Risques réputationnels et impact actionnarial pour les entreprises technologiques
Association à la menace terroriste : dommages d’image et pression réglementaire
Pour OpenAI, Anthropic, Google, Meta, X et DeepSeek, l’association publique à Boko Haram ou à l’État islamique constitue un cauchemar de communication. Les révélations de Cambridge ont été largement relayées par les médias internationaux. Les directions générales doivent désormais répondre aux questions des investisseurs, des régulateurs et de l’opinion publique. Comment une entreprise valorisant l’innovation responsable et l’éthique peut-elle accepter que ses outils servent à tuer des civils ? La pression réglementaire s’intensifie. Aux États-Unis, des voix s’élèvent pour réclamer des audits de sécurité obligatoires et des certifications antiterroristes. En Europe, la Commission pourrait durcir le cadre légal. En Chine, DeepSeek fait face à un dilemme similaire, alors que Pékin surveille étroitement les implications géopolitiques de ses champions technologiques.
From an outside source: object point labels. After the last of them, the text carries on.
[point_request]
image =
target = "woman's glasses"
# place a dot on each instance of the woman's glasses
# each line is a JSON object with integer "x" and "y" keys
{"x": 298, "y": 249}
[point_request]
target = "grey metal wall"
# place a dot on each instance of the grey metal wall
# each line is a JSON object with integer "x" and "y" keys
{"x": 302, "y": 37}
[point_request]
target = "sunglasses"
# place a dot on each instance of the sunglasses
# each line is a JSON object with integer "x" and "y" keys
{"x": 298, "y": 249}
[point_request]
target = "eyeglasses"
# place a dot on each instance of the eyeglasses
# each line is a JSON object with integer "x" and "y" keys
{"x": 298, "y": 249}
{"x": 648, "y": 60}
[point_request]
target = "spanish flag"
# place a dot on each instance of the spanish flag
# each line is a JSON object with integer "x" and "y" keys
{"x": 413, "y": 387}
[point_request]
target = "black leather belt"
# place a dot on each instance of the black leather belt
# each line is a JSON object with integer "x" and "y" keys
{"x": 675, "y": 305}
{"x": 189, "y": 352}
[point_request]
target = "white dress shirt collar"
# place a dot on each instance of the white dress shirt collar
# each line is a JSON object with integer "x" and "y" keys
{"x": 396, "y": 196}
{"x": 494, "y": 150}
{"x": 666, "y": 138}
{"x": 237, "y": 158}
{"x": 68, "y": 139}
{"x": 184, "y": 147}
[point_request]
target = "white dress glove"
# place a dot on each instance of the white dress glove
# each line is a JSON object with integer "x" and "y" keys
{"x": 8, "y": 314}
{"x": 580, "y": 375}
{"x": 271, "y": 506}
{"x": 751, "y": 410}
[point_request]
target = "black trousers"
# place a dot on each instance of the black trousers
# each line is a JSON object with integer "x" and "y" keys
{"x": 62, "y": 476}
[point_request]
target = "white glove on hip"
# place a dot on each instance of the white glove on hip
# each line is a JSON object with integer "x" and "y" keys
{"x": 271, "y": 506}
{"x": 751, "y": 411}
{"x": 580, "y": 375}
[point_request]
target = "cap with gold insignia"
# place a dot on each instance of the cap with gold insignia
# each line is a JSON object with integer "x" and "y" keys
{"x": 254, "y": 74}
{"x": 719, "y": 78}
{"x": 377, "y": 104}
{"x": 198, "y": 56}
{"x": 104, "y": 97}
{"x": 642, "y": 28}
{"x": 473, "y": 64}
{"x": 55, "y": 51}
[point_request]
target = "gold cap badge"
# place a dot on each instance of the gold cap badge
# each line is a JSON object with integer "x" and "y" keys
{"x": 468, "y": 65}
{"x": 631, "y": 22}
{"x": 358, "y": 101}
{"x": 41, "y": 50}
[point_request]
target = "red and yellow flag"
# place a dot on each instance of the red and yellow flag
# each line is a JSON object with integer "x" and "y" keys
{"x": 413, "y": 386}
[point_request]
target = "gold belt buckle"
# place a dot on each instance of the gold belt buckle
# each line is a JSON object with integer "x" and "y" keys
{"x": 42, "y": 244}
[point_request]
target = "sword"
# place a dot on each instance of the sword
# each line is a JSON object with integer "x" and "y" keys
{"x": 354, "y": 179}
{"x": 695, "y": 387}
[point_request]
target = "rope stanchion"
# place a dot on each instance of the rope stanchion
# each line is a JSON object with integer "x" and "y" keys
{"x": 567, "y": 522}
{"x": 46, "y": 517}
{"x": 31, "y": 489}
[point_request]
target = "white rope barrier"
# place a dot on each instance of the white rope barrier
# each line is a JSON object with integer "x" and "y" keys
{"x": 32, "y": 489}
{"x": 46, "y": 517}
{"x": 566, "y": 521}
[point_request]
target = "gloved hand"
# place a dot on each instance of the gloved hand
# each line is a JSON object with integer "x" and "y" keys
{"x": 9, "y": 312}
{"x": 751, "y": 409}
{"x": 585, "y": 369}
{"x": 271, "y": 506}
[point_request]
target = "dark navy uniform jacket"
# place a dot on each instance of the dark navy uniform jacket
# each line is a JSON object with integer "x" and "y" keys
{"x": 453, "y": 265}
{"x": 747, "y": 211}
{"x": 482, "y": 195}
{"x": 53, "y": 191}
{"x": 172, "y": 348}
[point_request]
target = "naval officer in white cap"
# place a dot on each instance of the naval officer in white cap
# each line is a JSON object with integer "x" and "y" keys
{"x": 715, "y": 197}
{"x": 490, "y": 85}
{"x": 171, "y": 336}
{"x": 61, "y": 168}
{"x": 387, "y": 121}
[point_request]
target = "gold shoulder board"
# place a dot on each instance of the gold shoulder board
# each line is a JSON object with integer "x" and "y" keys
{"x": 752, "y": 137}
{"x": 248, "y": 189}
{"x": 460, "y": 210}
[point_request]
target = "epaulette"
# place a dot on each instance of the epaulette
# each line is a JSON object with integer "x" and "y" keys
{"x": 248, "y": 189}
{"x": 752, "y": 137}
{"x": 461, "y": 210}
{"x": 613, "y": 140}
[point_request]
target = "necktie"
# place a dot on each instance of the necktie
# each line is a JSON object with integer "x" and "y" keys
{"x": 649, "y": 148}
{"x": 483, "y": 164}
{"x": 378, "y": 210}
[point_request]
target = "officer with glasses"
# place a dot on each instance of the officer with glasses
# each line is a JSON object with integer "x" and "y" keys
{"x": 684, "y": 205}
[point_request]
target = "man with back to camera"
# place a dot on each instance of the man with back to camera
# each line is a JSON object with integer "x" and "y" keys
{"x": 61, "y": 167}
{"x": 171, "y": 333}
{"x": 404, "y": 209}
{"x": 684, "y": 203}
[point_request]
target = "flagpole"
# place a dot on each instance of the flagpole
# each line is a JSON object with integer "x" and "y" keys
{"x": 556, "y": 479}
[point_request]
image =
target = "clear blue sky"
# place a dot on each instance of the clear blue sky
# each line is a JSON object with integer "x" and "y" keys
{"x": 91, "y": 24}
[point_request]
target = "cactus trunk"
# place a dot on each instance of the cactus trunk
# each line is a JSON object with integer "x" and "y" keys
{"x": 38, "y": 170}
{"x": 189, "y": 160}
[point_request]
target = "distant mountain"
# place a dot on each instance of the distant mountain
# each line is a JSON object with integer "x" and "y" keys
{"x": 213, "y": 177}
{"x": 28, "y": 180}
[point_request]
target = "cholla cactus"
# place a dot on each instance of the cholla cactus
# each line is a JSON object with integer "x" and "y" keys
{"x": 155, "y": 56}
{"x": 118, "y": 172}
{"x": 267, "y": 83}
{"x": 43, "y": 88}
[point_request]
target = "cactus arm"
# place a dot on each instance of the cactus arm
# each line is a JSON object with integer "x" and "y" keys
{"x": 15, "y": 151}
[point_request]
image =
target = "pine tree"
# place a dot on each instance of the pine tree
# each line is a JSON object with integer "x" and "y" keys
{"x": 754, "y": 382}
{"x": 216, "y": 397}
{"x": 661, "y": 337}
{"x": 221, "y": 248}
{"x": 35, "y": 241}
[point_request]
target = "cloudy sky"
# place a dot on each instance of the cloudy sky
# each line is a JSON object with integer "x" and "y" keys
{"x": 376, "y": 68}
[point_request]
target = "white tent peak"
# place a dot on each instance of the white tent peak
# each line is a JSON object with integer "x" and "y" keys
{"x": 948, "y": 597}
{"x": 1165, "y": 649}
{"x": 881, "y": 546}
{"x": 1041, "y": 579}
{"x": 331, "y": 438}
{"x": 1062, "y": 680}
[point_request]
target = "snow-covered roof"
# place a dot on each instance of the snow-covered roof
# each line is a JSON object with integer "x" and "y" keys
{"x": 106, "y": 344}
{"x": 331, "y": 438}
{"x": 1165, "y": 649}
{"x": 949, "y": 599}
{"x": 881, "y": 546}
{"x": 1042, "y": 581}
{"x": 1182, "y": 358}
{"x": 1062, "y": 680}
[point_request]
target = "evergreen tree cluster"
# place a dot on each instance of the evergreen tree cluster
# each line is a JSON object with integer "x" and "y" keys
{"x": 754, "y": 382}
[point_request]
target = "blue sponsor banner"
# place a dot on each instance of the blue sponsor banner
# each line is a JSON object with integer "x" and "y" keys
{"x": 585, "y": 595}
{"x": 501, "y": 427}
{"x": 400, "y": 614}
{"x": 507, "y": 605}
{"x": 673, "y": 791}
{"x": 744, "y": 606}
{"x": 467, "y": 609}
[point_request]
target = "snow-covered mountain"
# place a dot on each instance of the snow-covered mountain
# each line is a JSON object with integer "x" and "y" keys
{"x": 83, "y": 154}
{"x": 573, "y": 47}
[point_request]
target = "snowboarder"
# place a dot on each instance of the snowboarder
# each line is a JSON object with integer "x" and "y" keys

Attentes des investisseurs : gouvernance de sécurité et conformité antiterroriste
Les investisseurs institutionnels, de plus en plus sensibles aux critères ESG (environnement, social, gouvernance), scrutent la gestion des risques par les entreprises technologiques. Un fonds de pension peut-il continuer à détenir des actions d’une entreprise dont les outils sont utilisés par des terroristes ? Les agences de notation extra-financière intègrent progressivement ces dimensions. La gouvernance de sécurité devient un critère d’investissement. Les entreprises doivent démontrer qu’elles prennent des mesures actives, transparentes et vérifiables pour prévenir l’usage malveillant de leurs technologies. L’inaction ou l’opacité peuvent entraîner des désinvestissements massifs et une chute de valorisation.